Fungal pneumonia will be treated with antifungal medications. Other types of pneumonia (such as the kind caused by inhaling toxic fumes) may be treated with short-term oxygen therapy.
Your best strategy for dealing with pneumonia is to avoid it. You can reduce your risk of developing pneumonia by implementing these tips.
- Get the pneumonia vaccination. This immunization lasts about five years. It helps prevent pneumonia and reduces the severity of symptoms if you do get a lung infection. The vaccine is recommended for people over age 65, children under age five, smokers, and those who have a chronic disease, such as COPD or HIV/AIDS.
- Get a flu shot every year. You reduce your chance of developing a post-flu lung infection if you get immunized against influenza. You need one shot each year.
- Practice good hand hygiene. Wash and dry your hands thoroughly on a regular basis. Alternatively, use an alcohol-based hand rub to remove germs. Not only will these practices help you avoid getting pneumonia and other illnesses from viruses or bacteria, but you’ll avoid spreading germs, as well.

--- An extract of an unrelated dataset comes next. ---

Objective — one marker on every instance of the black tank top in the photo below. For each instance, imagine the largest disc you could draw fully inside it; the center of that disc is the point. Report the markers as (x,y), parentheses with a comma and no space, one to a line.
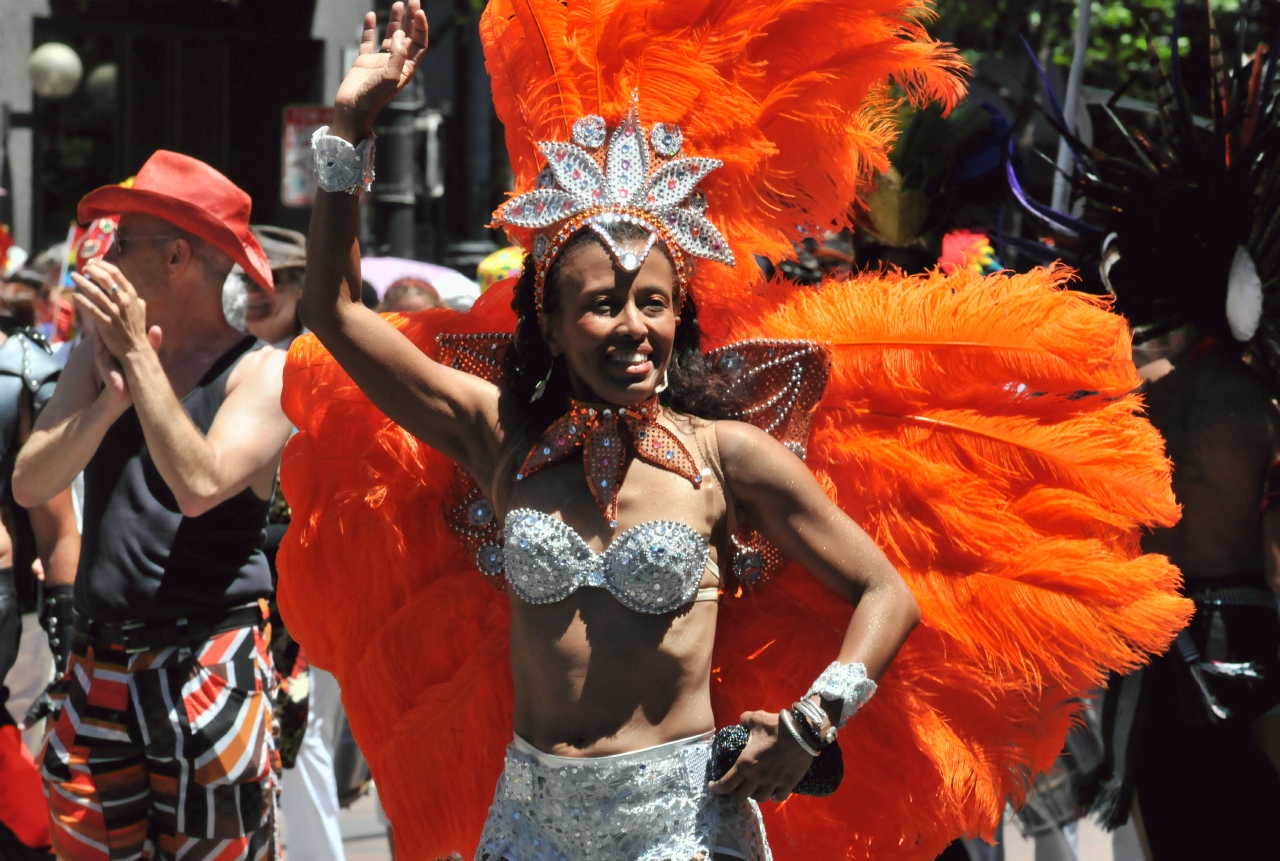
(140,557)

- Quit smoking. When you smoke, you burn off tiny hairs in the airways that help your lungs filter the air you breathe in. This leaves you vulnerable to inhaling the bacteria, viruses and fungi that cause pneumonia. Your healthcare provider can help you stop smoking for good.
- Nurture your immune system. Even if you’re relatively healthy, be sure to eat well, exercise and get plenty of rest. Rest, in particular, allows your immune system time to recharge itself.
- If a loved one has pneumonia, try to limit your exposure to them, wear medical gloves and wash your hands thoroughly after any contact. You can get pneumonia from your children, so parents take note.
PREVENT, HYDRATE, RECOVER
Especially if you’re in a high-risk group, pneumonia prevention should be your primary strategy for avoiding this serious illness. If you do come down with pneumonia, be sure to follow your healthcare provider’s instructions, take all medications as directed and drink plenty of fluids to thin out your lung secretions to make them easier to cough up. These tips will help you recover from a bout of pneumonia in no time.